Published on LEUT Sarah West (author), POIS Ollie Garside (photographer)

Topic(s): Operation SLIPPER, HMAS Newcastle (F06)

HMS Kent's Merlin helicopter on the flight deck of HMAS Newcastle during a ship transfer activity in the Middle East Area of Operations. (photo: POIS Ollie Garside)
HMS Kent's Merlin helicopter on the flight deck of HMAS Newcastle during a ship transfer activity in the Middle East Area of Operations.

A Royal Navy Officer recently ‘hitched a ride’ across the Red Sea onboard HMAS Newcastle, while trying to make his way home to England. The unsuspecting Brit got a real surprise when he was greeted on the flight deck of the Australian ship by a long term friend and former RN colleague who had laterally transferred to the Royal Australian Navy some five years earlier.

Lieutenant Commander Mickey Rooney had been granted ‘early leavers’ from Her Majesties Ship Kent to return home to his family. Like Newcastle, Kent was in the Middle East Area of Operations (MEAO) conducting counter terrorism patrols as part of the Combined Maritime Forces.

Due to an operational tasking, Kent was unable to get LCDR Rooney to Djibouti for his flight home. So, Newcastle and the French Navy ship FS Somme made arrangements to help the British Weapons Electrical Engineering Officer get back to England.

The plan was for Kent’s Merlin helicopter to transfer LCDR Rooney to Newcastle where he would spend the night. The next day, he would be transferred from Newcastle to FS Somme after the two ships completed a replenishment operation. FS Somme would then use her helicopter to get him to Djibouti.

When the enormous 13-tonne Merlin helicopter landed on Newcastle’s flight deck, LCDR Rooney hardly expected to see a familiar face among the Australian crew. But, the man there to greet him was none other than his old friend and naval academy classmate LCDR Roy Casson, Newcastle’s Marine Engineering Officer (MEO).

Lieutenant Commander Roy Casson with Royal Navy Lieutenant Commander Mickey Rooney.

Lieutenant Commander Roy Casson with Royal Navy Lieutenant Commander Mickey Rooney.

The reunion came as a surprise to both of them.

“I thought it was quite freaky actually, because I was actually talking about him onboard Kent yesterday. I had no idea that he was onboard Newcastle!” LCDR Rooney said.

The two officers had served together on several occasions before LCDR Casson, a Manchester native, laterally transferred from the RN to the RAN in 2009.

“We haven’t seen each other since, in fact we have had five kids between us since the last time we saw each other,” LCDR Rooney said.

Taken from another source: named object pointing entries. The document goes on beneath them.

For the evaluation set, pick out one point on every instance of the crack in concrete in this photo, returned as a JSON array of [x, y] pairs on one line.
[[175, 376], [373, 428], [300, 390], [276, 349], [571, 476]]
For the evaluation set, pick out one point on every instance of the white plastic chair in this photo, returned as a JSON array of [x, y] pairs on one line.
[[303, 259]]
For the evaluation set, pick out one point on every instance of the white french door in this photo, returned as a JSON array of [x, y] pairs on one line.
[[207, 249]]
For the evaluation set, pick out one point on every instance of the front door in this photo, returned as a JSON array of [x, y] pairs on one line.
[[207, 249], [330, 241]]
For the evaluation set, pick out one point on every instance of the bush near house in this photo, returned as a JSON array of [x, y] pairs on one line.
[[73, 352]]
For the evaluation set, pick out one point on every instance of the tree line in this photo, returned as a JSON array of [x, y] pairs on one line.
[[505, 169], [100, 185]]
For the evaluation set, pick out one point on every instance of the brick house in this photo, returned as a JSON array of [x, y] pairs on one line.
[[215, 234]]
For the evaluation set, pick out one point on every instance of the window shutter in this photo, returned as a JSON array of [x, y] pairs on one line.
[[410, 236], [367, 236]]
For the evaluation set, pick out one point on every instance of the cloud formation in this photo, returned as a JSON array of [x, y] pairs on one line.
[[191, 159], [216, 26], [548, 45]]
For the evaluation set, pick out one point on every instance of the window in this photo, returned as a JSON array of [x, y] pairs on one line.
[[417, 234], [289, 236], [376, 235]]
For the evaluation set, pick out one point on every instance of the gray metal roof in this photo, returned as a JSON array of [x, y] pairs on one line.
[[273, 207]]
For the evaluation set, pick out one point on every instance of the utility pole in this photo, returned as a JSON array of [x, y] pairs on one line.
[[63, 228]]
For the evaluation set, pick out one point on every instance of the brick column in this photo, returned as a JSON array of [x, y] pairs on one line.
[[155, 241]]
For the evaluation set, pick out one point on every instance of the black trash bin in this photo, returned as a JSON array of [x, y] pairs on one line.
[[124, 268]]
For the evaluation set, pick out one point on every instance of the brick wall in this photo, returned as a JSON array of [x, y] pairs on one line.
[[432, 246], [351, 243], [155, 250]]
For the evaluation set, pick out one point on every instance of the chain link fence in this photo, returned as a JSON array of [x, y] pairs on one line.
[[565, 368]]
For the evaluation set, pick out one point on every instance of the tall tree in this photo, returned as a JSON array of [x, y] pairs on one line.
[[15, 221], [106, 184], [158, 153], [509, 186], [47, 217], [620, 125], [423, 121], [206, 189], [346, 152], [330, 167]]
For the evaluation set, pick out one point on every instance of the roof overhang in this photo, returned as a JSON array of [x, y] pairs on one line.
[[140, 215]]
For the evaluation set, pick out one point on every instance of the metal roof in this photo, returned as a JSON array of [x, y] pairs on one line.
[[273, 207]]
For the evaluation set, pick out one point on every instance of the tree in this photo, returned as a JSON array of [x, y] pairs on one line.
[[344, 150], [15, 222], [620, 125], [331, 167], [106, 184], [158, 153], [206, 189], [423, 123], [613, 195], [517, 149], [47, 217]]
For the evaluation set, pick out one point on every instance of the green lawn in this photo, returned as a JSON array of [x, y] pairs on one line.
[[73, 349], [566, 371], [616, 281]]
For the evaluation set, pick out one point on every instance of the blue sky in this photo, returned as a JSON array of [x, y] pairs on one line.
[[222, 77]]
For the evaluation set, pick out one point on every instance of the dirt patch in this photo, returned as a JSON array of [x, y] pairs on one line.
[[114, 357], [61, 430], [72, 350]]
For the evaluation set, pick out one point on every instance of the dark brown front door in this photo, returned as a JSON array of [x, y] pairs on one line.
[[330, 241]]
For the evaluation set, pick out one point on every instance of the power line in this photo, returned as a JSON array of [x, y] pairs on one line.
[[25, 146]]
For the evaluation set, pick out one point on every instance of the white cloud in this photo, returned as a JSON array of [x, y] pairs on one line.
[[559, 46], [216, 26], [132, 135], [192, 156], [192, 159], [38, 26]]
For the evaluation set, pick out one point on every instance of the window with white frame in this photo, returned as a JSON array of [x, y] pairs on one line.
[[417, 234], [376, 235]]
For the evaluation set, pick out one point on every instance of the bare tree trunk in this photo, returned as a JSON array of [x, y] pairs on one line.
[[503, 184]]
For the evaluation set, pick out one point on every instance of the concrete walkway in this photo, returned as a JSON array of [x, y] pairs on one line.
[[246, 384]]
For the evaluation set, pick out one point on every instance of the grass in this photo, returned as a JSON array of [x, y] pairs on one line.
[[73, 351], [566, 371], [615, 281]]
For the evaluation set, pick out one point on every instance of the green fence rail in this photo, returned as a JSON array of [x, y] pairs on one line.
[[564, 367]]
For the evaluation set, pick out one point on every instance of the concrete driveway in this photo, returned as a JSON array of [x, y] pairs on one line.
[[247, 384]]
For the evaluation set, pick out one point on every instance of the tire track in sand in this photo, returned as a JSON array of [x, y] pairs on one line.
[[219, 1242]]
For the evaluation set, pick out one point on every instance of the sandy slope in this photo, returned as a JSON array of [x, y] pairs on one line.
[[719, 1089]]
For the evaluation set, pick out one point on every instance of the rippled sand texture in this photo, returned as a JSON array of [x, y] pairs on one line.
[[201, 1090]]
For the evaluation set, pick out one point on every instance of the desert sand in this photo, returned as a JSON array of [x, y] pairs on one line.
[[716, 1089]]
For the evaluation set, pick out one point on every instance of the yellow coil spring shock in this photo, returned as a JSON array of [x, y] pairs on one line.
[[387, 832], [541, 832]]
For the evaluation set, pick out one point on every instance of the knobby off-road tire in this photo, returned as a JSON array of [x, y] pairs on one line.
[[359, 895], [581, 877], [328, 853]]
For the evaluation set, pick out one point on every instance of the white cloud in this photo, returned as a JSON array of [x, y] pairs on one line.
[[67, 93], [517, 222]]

“In the RN, we were classmates at the Britannia Royal Naval College - Dartmouth in 1998 and then we went to university together to do our engineering degrees too. After that, we served in HMS Monmouth together - he was the Deputy WEEO, and I was the Deputy MEO!” LCDR Casson said.

LCDR Rooney was pleased to start his long journey home by catching up with an old friend.

“I am literally doing a global pebble-dash to get home, transiting from Kent through the Australian warship Newcastle, the French Replenishment ship Somme, Djibouti, Riyadh, Paris, Heathrow, and finally home to South Oxfordshire. This reunion was a great surprise,” he said.

LCDR Casson was also glad to have his countryman onboard, with the third rugby test between the British and Irish Lions and the Wallabies coinciding with his visit.

“It was great to have an ally onboard when the Lions destroyed the Wallabies,” LCDR Casson said.

“I wish he could stay for the Ashes as well!” he said.

To add to LCDR Rooney’s adventurous journey home, he was winched onto FS Somme from Newcastle’s S-70B-2 Seahawk helicopter during a dusk Fuelling Replenishment at Sea.

“We’ll definitely be keeping in touch,” he said.

Newcastle is in the MEAO assigned to Operation SLIPPER - the Australian Defence Force contribution to the international campaign against terrorism, counter smuggling and counter piracy in the Gulf of Aden, and enhancing regional maritime security and engagement.

Newcastle’s current deployment is the 55th rotation of an Australian warship to the MEAO since 1990.